Orléans publie la liste de 424 œuvres disparues, l’Allemagne ouvre une voie arbitrale contraignante, la Suisse installe une commission couvrant à la fois les spoliations nazies et les contextes coloniaux, tandis que la France se dote d’une troisième loi-cadre. Derrière ces évolutions se dessine une transformation profonde : la restitution n’est plus seulement une décision politique ou morale ; elle devient un processus organisé de recherche, de preuve, de décision et de prévention.
Tête commémorative d’une reine mère du royaume du Bénin. ette tête commémorative d’une reine mère, très probablement pillée par les forces britanniques en 1897, est entrée dans les collections de l’Université de Zurich en 1940 avant le transfert de propriété au Nigeria en 2026. Crédit : Kathrin Leuenberger, 2024 / Musée d’ethnographie de l’Université de Zurich. Source : [Université de Zurich, dossier de presse et fichiers haute définition](https://www.news.uzh.ch/en/articles/media/2026/Benin.html). Le fichier est proposé au téléchargement dans l’espace presse ; vérifier les conditions de reproduction avant publication commerciale.
La provenance devient une infrastructure juridique.

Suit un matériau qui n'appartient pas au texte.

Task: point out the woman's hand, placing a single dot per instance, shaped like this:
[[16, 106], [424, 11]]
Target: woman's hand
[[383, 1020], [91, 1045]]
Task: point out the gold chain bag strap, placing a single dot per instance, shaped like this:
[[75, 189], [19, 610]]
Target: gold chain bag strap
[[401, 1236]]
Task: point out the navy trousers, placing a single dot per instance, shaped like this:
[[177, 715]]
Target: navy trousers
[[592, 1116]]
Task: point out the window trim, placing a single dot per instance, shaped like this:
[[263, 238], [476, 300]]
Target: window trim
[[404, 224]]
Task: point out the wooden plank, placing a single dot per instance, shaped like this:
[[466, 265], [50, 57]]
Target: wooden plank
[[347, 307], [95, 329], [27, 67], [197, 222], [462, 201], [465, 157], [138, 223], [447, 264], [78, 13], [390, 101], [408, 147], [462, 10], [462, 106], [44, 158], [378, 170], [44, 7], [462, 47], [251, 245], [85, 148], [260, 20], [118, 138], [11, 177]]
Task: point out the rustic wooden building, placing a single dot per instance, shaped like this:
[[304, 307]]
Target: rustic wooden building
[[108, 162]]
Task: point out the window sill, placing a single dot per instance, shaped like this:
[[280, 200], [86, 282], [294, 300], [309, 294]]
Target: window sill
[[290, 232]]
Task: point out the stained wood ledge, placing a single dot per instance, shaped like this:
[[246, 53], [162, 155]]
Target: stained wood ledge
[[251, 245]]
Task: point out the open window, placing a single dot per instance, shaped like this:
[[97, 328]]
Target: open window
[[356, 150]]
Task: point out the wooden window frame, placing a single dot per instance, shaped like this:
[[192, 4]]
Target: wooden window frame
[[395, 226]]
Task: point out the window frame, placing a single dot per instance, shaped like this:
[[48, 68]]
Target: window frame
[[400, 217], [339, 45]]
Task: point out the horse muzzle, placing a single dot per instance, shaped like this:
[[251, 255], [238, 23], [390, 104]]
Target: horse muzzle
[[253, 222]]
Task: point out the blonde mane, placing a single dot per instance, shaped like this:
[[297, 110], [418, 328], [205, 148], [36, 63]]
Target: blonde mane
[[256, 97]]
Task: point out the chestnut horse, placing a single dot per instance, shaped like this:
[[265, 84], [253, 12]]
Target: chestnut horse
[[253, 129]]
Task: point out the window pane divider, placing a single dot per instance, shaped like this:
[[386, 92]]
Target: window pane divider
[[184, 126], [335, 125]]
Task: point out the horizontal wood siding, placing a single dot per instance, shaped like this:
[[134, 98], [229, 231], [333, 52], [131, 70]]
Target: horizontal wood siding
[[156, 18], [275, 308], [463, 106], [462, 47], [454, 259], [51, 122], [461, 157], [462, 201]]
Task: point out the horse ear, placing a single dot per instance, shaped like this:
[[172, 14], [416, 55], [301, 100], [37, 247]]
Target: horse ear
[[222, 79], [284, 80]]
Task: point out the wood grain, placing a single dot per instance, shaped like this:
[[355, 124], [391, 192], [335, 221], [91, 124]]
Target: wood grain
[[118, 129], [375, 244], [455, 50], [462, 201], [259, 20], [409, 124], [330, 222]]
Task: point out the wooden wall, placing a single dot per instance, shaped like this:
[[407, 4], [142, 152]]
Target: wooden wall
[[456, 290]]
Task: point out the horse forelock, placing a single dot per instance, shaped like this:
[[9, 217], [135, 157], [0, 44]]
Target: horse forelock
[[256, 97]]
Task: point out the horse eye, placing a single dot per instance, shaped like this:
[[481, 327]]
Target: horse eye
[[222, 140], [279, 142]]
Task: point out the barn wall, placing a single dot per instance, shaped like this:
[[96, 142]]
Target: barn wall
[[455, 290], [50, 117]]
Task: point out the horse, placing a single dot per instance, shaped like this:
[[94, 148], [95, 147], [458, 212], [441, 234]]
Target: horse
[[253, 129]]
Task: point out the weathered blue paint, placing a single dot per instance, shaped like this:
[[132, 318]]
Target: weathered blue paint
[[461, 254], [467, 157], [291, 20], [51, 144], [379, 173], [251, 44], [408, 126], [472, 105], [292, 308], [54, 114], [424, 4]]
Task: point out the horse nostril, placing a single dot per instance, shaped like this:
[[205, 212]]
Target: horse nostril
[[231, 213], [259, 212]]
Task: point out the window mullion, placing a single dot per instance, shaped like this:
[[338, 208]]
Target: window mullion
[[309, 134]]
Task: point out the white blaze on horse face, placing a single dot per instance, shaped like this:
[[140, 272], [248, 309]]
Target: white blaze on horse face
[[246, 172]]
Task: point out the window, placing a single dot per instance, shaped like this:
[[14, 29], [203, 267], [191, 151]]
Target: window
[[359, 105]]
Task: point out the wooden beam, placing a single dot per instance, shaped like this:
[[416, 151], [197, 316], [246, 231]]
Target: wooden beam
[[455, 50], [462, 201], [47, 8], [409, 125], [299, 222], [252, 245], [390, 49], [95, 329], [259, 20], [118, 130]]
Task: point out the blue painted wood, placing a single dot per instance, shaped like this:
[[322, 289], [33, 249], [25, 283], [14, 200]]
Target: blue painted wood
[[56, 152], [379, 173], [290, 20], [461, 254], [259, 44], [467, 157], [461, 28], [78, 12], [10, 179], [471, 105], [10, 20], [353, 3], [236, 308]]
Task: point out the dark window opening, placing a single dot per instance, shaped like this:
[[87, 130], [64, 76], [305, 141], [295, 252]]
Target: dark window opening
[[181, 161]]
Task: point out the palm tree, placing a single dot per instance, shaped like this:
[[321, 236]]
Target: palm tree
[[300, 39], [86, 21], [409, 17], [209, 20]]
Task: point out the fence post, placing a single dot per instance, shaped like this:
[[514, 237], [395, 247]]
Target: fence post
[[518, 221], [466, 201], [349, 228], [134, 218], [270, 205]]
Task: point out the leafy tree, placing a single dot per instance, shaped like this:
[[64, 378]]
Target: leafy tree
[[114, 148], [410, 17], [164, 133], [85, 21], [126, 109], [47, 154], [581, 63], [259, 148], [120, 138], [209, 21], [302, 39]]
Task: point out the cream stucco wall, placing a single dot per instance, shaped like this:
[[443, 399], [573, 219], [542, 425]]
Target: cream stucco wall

Longtemps, les restitutions de biens culturels ont été traitées comme des affaires singulières. Chaque dossier semblait exiger son propre compromis diplomatique, sa loi spéciale ou son contentieux. Les développements intervenus entre décembre 2025 et juillet 2026 montrent au contraire l’émergence d’une architecture européenne plus stable. Cette architecture repose sur cinq opérations désormais récurrentes : identifier les objets, reconstituer leur provenance, soumettre les résultats à une expertise indépendante, motiver publiquement la décision et organiser matériellement le retour. L’Allemagne ajoute à cette chaîne une sentence contraignante ; la Suisse privilégie encore la recommandation ; la France encadre la sortie du domaine public par une procédure administrative ; le dossier suisse-nigérian associe réparation historique et prévention du trafic futur. Le point commun est décisif : la qualité de la preuve de provenance devient le véritable centre de gravité du droit des restitutions.
Musée des Beaux-Arts d’Orléans. La Mort de Roland, esquisse d’Achille-Etna Michallon. isparue des collections orléanaises, l’esquisse a été spontanément restituée en 2026 par un couple de collectionneurs allemands après identification grâce aux marques et étiquettes conservées au revers. Source visuelle : La Tribune de l’Art, 12 juillet 2026 (illustration n°2).
1. Orléans : publier un catalogue pour transformer une perte historique en revendication exploitable
Le Musée des Beaux-Arts d’Orléans a publié en juillet 2026 un catalogue d’environ 170 pages consacré à 424 œuvres inscrites à ses inventaires mais aujourd’hui non localisées. Une correction s’impose toutefois : les 424 œuvres ne proviennent pas toutes de la collection Paul Fourché. Environ 300 sont issues de cette donation ; les autres ont disparu à différentes époques, notamment à la suite de dépôts extérieurs.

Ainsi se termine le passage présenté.